[linux-pm] Nested suspends; messages vs. states

stern at rowland.harvard.edu (Alan Stern) · Mon Mar 21 12:11:58 2005

Here are a couple of issues I want to raise before the next IRC session.

Nested suspends:  We know that the PM core tries to avoid increasing a
device's suspend level (i.e., FREEZE -> SUSPEND) as part of a system
sleep.  However...  The core won't have a very good idea of a device's
initial state, and a device may already be suspended when the system sleep
begins.  We have decided that devices' power states are represented by
pointers to structures defined at the bus or device level; the PM core
won't know how to interpret them.  So it won't know whether a device is
already suspended.

There's also the possibility that as part of runtime power management, a
user might tell an already-suspended device to go to a different, but
still suspended, power state.  The core can't filter out such requests
because it doesn't understand the states.  It's not even clear that such
requests _should_ be filtered out.  PM-aware PCI devices, for example,
have no trouble moving from D1 to D2.

The simplest way of handling this is to allow explicitly for such
possibilities.  When a device is asked to go from a very-low-power state
to a slightly-low-power state, it should be legal for the driver to leave
it in the very-low-power state.  It should also be legal for the driver to
go to full power temporarily, then down to the requested power level.  In
particular, if a device is already suspended then it should be okay for
the driver to do nothing and still return Success for a FREEZE or SUSPEND
request -- and this fact should be documented.

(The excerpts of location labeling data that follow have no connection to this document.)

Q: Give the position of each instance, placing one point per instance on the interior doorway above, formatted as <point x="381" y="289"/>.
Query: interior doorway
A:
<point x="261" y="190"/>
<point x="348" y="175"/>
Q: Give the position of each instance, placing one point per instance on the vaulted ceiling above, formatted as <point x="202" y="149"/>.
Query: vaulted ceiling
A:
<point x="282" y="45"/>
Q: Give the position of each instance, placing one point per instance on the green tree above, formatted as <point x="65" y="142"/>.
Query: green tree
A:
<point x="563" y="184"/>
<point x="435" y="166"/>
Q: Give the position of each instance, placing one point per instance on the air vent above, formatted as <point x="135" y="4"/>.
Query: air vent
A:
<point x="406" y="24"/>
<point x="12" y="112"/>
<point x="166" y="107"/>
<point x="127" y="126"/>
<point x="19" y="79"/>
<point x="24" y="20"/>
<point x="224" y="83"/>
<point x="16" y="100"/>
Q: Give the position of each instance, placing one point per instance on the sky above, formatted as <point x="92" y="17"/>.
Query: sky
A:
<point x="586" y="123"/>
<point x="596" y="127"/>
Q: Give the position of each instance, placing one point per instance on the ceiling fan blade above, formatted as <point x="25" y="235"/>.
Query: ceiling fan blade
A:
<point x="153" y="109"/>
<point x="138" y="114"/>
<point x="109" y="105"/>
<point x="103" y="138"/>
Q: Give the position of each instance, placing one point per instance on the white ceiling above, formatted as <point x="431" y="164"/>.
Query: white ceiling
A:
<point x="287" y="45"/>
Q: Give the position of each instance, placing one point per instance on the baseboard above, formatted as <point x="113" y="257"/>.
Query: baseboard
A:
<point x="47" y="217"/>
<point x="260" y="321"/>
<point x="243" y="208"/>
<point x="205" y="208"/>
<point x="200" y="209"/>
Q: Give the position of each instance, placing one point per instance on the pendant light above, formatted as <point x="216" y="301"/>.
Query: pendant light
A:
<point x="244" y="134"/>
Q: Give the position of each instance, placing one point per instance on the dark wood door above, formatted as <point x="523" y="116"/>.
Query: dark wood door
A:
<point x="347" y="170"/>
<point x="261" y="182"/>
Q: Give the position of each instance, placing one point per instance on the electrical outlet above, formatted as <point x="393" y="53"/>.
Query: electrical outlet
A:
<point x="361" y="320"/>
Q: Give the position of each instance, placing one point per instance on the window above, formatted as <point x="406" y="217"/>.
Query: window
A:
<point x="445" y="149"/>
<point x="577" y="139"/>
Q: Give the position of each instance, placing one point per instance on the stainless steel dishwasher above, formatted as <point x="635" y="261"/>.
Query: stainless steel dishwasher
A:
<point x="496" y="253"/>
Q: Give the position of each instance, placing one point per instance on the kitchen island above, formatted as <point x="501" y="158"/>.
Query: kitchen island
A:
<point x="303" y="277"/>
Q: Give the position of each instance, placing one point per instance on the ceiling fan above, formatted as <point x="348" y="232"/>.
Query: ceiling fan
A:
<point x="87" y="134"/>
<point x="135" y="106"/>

Another way to handle this is to include a generic "low power" flag as a
standard part of the new power-state structures.  That way the core would
at least know whether a device was at full power.  (Maybe include a
"quiescent" flag too, since some devices can be operational while at low
power.)  While this isn't a bad idea, I rather favor the other approach.
of course we can always do both.

Messages vs. states:  At the moment the PM core seems to be pretty
confused over this distinction.  Right in the definition of struct
dev_pm_info we have:

	pm_message_t		power_state;

Obviously a message isn't the same thing as a state.  This looks like 
something that will need to be changed in a lot of drivers when we 
introduce the new notion of a power state.

As a corollary we have the problem of what to include in the argument
passed to a suspend callback.  It should be a message, clearly, and 
part of the message should be an indication of which state to go to.  The
question is, how is this state represented?  For device power management
we will want to provide a genuine power state (i.e., pointer to bus- or
device-specific structure).  For system power management we will want to
provide a generic code -- PMSG_ON, PMSG_FREEZE, or PMSG_SUSPEND -- which
the driver will map to a real power state.

It seems to me the best way to do this is to let pm_message_t include both
a generic code and a power-state pointer.  There should be a new code
added (PMSG_RUNTIME? or maybe PMSG_DEVICE?), meaning that the driver
should use the state pointer.  Otherwise the driver maps the generic code.

Alan Stern